Section 4.8 of the FOI clearly states that “Exemption must be justified;
not merely claimed: A public authority or private entity may not refuse access
to or disclosure of information simply by claiming it as confidential or
secret”.
But interestingly sub-part 10.3 seems to contradict the “when required by law to do so” provision
contained in sub-part 6.6 of the order. The FOI law already requires public
functionaries to disclosed information unless they fall within one of the
predefined exemptions.
The controlling question here to justify exemption, is whether the
information contained in the asset declaration documents in anyway fall within
the narrow exemptions allowed under the freedom of information law? Are they of
national defense or international relations significance? Are they trade
secrets? Are they part of an ongoing criminal investigation?

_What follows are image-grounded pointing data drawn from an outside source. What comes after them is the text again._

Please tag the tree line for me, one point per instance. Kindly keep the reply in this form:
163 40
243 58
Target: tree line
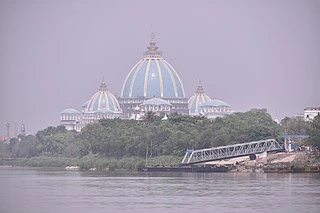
154 137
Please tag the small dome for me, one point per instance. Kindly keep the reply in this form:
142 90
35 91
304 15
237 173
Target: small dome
103 100
152 76
195 102
215 103
156 102
70 111
103 111
85 104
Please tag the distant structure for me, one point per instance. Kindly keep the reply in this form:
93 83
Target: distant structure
153 77
310 113
8 130
152 85
201 104
23 130
102 105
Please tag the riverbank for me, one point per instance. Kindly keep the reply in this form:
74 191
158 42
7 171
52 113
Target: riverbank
276 162
90 162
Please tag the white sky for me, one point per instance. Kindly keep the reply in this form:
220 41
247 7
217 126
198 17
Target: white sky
251 54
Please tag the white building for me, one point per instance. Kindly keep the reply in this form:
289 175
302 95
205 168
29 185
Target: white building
310 113
201 104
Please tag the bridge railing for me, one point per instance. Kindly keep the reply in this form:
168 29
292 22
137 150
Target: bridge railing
236 150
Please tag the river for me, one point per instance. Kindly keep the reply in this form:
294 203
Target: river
27 190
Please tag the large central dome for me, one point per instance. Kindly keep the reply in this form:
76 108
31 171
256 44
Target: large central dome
152 76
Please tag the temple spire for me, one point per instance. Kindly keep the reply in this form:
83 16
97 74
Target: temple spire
153 48
103 86
200 88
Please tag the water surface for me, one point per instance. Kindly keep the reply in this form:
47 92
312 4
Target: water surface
52 191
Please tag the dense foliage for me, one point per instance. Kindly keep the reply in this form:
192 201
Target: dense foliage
314 132
151 137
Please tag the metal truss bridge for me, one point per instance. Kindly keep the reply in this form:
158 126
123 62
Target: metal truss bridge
231 151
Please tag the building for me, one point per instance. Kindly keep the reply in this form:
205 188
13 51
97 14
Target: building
153 77
201 104
152 85
311 112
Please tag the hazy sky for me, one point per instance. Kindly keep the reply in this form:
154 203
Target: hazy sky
251 54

Are they personal,
private records?
The answers to these questions can be clearly found in the FOI regime.
Instead of the Executive including a provision in Order 38 which tends to
undermine the existing frame work around this issue, it should have left this
issue to be governed by the FOI statute.
Executive Order #38’s information disclosure provisions are greatly
peppered with direct and indirect provisions that undermine the government’s
stated desire to run an open and transparent regime and in the process build
the confidence of the Liberian people in the workings of the state. In the face
of the FOI law, Executive Order # 38 runs totally contrary to the Government’s
stated pledge to abide by the right to information as spelled out in the
Constitution of Liberia and the Universal Declaration of Human Rights.